Adoption of new building techniques has been identified as the panacea for inadequacies in the building workmanship. As such, there in the need to ensure that practioners of the profession are up-to-date skill wise.
Speaking at the inauguration ceremony of the new executive members of the Lagos State Bricklayers Association held at the National Stadium, Surulere, Lagos, last week, Mr. Kunle Awobodu, a professional builder and the chairman of the event stressed the importance of skills upgrading in the trade of brick or block laying and rendering.
Awobodu, who is the First Vice President of the Nigerian Institute of Building (NIOB) and former President of Building Collapse Prevention Guild (BCPG), informed that when coaches of bricks or blocks are not perfectly laid, it would result in higher consumption of mortar. As such, corrective measures during rendering that required excessive filling with mortar in order to achieve a flat and smooth wall surface would eventually create cracks in the wall surface.

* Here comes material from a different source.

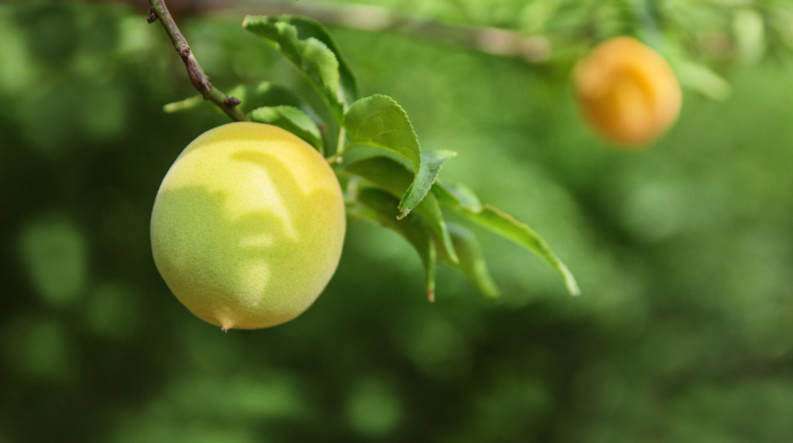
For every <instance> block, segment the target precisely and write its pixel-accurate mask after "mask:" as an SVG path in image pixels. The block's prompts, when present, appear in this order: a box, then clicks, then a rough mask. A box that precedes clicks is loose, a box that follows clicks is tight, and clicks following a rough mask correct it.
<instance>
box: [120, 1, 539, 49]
mask: <svg viewBox="0 0 793 443" xmlns="http://www.w3.org/2000/svg"><path fill="white" fill-rule="evenodd" d="M125 1H134V0H125ZM150 1H151V0H150ZM174 1H176V0H174ZM188 5H189V7H188ZM184 9H185V11H184V12H185V13H207V12H222V13H227V14H234V15H246V14H255V15H259V14H260V15H269V16H277V15H281V14H291V15H299V16H303V17H308V18H311V19H314V20H316V21H318V22H320V23H323V24H325V25H330V26H338V27H343V28H349V29H356V30H361V31H369V32H393V33H397V34H403V35H407V36H410V37H415V38H419V39H425V40H432V41H435V42H439V43H446V44H452V45H457V46H461V47H464V48H470V49H473V50H475V51H481V52H484V53H487V54H491V55H497V56H501V57H514V58H517V59H520V60H522V61H524V62H527V63H542V62H544V61H546V60H548V58H549V57H550V55H551V46H550V40H549V39H548V37H546V36H543V35H534V36H526V35H522V34H519V33H516V32H512V31H507V30H504V29H497V28H491V27H479V26H473V27H471V26H456V25H450V24H445V23H441V22H438V21H435V20H431V19H423V18H417V17H412V16H409V15H404V14H399V13H396V12H393V11H389V10H388V9H385V8H382V7H378V6H367V5H349V4H348V5H345V4H339V3H333V4H328V3H324V2H317V1H312V0H300V1H295V0H270V1H266V2H250V1H245V0H196V1H193V2H190V3H186V4H185V8H184Z"/></svg>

He therefore advised the bricklayers to abide by the appropriate construction procedure from the beginning in their aspect of work on site rather than make bypass that could lead to shoddy job.

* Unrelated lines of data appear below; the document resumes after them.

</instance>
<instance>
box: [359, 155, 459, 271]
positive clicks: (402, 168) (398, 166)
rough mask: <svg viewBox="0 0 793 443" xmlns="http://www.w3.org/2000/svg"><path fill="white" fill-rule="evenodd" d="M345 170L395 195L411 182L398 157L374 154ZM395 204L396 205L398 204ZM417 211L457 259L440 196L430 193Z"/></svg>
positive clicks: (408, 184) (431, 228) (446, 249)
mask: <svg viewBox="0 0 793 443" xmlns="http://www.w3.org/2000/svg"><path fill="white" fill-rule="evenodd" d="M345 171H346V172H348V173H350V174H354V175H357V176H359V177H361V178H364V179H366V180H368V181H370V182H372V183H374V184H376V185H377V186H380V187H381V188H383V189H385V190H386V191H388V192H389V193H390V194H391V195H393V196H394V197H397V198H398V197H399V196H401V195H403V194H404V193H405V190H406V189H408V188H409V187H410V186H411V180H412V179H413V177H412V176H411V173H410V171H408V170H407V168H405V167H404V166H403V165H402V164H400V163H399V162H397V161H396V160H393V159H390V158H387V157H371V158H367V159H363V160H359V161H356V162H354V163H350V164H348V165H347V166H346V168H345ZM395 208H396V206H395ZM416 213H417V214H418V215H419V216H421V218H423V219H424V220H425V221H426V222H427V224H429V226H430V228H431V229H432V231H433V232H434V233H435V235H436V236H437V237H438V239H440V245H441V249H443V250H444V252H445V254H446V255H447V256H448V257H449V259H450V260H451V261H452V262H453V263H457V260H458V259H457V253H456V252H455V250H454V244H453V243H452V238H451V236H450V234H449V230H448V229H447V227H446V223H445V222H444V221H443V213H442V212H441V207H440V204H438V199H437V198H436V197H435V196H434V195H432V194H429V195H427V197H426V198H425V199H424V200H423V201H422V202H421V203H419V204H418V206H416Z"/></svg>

“On site, when the bricklayer adhered to technical guidelines being provided by the professional builder in charge of the building production, the outcome would usually meet the expectations of the eagle eyed client and other stakeholders”, he said, urging the bricklayers to participate in the ongoing skills acquisition programme for building artisans at approved training centres across the six geo- political zones in Nigeria.
The skills acquisition exercise is the federal government N-Power Programme that is being coordinated by the office of the Vice President of Nigeria under the National Social Investment Office (NSIO) in partnership with the regulatory body of the building sector, the Council of Registered Builders of Nigeria (CORBON).
Awobodu, who is a board member of CORBON added that an assessment tour of the training centres revealed that majority of those learning masonry trade were graduates of various disciplines from different institutions of higher learning. “Therefore, with this development, one could logically deduce that future masons or bricklayers would be more advanced in technical knowledge and skills”.
Another Speaker, Mr. Gbola Oba, a director at ULDA Institute, laid emphasis on the need for bricklayers to submit themselves for assessment under the National Vocational Qualifications Framework (NVQF) in order to discover the shortcoming of every bricklayer, proffer the remedy and place them in the appropriate grade.